# 300 mA parasitic draw



## de-nagorg (Feb 23, 2014)

Digital clock in the stereo system.

Been there seen that.


ED


----------



## Oso954 (Jun 23, 2012)

For vehicles of your era, 25ma is often considered typical. At 300ma, you should chase it.

Newer vehicles, especially in with luxury equipment/trim levels, can be around 85ma.


----------



## Bigplanz (Apr 10, 2009)

I am pretty sure a reading of 0.30 amps on a 10 amp scale is 300 mA not 30mA. Someone please correct me if I am mistaken.


----------



## 47_47 (Sep 11, 2007)

Bigplanz said:


> I am pretty sure a reading of 0.30 amps on a 10 amp scale is 300 mA not 30mA. Someone please correct me if I am mistaken.
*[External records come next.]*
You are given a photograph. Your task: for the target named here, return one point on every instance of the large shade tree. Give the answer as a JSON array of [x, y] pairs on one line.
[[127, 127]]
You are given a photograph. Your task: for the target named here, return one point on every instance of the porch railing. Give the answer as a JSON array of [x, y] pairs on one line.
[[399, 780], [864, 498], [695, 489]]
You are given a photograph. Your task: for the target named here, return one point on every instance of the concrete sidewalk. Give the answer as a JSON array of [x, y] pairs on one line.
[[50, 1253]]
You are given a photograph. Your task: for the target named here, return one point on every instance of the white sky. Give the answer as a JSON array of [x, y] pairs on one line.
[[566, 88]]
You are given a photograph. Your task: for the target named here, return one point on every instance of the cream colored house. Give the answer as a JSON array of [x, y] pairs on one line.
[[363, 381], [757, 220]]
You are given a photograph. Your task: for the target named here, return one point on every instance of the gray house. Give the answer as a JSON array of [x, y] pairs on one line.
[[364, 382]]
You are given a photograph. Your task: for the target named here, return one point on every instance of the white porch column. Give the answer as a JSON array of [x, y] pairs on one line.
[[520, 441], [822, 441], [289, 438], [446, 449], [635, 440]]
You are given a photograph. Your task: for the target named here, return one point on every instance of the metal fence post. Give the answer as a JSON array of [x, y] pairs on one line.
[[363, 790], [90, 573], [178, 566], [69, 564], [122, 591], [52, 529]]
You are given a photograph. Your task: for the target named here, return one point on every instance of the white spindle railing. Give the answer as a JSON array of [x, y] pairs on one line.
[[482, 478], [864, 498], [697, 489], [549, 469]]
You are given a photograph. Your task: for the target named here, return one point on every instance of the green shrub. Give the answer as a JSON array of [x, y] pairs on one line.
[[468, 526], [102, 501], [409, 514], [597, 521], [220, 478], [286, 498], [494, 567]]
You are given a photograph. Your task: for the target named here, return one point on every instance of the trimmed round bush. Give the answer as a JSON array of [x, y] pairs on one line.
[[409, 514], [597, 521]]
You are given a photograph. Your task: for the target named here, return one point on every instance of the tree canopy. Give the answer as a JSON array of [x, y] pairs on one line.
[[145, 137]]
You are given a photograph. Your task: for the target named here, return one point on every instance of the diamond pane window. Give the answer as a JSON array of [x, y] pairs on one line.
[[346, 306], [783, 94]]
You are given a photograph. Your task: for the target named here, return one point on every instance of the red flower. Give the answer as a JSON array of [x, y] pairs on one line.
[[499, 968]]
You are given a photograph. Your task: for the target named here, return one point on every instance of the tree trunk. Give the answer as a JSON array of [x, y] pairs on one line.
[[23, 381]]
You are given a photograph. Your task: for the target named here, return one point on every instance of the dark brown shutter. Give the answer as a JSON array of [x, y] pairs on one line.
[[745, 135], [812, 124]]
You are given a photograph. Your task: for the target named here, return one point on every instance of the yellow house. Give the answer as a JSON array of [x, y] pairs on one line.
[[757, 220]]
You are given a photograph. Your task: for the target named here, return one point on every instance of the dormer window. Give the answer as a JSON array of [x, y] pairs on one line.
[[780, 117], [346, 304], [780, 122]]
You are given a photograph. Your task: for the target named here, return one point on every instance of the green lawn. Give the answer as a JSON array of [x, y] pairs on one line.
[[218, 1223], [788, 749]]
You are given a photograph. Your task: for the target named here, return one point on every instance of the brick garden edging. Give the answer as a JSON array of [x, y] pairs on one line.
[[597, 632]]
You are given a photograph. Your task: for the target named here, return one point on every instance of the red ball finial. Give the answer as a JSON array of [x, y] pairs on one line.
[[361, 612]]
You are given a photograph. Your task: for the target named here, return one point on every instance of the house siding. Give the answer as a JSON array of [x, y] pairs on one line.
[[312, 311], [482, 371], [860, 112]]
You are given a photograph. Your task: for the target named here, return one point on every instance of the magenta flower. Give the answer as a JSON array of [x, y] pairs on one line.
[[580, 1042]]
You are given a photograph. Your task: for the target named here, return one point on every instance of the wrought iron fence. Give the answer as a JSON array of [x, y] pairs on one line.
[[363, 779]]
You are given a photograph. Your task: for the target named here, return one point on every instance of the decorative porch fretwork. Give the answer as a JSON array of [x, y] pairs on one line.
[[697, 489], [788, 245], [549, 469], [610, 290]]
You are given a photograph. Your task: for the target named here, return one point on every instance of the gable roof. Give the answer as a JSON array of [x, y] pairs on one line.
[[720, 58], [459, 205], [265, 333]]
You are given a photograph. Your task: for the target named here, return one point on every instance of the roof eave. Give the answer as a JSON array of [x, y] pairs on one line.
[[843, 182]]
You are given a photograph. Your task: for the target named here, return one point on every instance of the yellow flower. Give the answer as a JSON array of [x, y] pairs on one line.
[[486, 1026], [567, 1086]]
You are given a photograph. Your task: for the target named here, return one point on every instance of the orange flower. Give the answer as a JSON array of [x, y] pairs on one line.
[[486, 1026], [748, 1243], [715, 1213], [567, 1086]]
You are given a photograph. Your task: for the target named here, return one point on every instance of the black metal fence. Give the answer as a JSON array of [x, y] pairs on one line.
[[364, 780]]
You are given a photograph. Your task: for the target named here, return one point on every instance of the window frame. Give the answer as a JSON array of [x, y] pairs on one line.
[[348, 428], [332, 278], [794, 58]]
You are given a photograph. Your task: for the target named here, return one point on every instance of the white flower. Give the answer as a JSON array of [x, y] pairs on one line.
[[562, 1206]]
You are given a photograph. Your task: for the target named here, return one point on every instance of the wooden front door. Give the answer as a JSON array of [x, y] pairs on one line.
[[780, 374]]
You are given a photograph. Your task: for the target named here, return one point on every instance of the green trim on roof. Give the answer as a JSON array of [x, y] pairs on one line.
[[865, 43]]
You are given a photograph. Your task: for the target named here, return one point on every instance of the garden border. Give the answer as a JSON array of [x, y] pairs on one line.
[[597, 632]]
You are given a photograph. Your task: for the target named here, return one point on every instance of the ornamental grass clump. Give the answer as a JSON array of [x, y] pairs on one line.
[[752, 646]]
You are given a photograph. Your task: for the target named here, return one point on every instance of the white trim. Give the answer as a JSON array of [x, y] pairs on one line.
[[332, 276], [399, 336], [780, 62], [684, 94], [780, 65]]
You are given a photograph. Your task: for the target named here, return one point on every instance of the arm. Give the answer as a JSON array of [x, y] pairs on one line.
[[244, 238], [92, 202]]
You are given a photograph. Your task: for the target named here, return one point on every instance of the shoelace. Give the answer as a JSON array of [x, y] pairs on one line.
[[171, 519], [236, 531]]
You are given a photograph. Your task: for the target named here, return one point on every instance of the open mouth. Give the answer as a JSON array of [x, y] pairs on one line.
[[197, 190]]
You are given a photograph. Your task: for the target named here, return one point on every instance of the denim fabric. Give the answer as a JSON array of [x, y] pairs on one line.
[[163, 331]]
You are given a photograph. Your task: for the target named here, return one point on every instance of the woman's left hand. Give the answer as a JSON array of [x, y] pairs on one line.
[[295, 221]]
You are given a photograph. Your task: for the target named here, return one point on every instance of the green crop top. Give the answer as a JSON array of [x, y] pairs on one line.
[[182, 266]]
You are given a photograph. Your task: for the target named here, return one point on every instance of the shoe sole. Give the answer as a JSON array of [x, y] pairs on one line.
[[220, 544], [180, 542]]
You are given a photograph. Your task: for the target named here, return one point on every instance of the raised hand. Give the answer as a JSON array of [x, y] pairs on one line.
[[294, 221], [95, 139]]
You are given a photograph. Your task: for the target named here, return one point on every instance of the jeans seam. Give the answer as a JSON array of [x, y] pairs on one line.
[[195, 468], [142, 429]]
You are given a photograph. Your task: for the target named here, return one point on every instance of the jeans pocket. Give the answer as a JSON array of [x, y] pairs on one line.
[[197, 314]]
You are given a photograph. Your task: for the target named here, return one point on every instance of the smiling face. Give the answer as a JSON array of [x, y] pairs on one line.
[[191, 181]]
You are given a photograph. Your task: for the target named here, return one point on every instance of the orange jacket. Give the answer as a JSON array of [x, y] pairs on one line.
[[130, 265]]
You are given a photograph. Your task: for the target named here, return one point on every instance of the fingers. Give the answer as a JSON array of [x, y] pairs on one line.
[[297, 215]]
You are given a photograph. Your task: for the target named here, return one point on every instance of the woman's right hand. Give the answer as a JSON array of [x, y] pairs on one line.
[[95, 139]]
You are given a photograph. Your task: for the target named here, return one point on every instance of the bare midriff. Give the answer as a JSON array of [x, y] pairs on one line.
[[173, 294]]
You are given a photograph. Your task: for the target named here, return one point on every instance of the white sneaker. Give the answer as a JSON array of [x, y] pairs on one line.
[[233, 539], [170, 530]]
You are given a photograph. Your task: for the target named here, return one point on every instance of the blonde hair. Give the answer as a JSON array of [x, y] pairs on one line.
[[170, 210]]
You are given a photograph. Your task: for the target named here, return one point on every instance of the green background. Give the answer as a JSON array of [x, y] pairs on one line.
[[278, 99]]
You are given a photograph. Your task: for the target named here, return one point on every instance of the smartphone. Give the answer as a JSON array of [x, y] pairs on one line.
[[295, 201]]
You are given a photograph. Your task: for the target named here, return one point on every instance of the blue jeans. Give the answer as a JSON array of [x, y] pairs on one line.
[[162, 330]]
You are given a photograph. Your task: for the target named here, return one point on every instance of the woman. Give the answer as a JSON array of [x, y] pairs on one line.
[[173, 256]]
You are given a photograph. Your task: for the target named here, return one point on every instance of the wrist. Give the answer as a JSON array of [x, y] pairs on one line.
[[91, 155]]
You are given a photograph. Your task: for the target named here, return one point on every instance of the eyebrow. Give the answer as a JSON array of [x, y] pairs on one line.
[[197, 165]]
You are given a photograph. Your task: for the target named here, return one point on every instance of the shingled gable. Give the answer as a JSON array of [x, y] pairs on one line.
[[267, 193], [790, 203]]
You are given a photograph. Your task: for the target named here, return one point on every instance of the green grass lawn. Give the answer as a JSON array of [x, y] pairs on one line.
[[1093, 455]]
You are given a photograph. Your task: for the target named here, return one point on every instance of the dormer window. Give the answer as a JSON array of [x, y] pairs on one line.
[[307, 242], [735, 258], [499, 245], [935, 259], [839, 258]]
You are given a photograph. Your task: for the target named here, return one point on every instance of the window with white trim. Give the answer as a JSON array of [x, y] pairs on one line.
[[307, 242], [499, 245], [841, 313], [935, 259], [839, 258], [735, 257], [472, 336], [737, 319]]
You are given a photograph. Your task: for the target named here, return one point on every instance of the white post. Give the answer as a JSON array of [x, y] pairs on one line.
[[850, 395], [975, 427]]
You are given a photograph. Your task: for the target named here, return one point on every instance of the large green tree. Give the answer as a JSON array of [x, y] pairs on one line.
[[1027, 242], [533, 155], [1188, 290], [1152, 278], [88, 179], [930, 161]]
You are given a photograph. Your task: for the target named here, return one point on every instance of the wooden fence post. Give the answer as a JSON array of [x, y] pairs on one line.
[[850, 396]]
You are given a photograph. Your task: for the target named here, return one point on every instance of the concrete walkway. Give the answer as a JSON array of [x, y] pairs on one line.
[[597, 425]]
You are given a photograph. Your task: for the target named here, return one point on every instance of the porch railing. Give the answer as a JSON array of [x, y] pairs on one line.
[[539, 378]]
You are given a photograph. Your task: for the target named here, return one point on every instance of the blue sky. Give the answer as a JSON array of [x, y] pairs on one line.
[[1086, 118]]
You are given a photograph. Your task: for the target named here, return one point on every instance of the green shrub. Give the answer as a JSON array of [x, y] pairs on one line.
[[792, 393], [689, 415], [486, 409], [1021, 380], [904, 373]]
Couldn't tell where your meter leads were plugged into meter, but from display, I get 300 mA.

Were all doors closed and key out of ignition?


----------



## de-nagorg (Feb 23, 2014)

Another thought: Many higher end vehicles have a light under the hood that activates when it is raised, to illuminate it if needed after dark.

Might your navigator have a hood light, and it was drawing the power?

On my explorer there is a little RED light on the dash that blinks all night long when it is locked, to tell anyone that the security system is armed , so don't mess with me.

This might be on your Navigator also.


ED


----------



## Bigplanz (Apr 10, 2009)

Black lead was connected to COM, red lead to "10A" connector. The key was off, the doors shut and the hood light bulb pulled out of the socket.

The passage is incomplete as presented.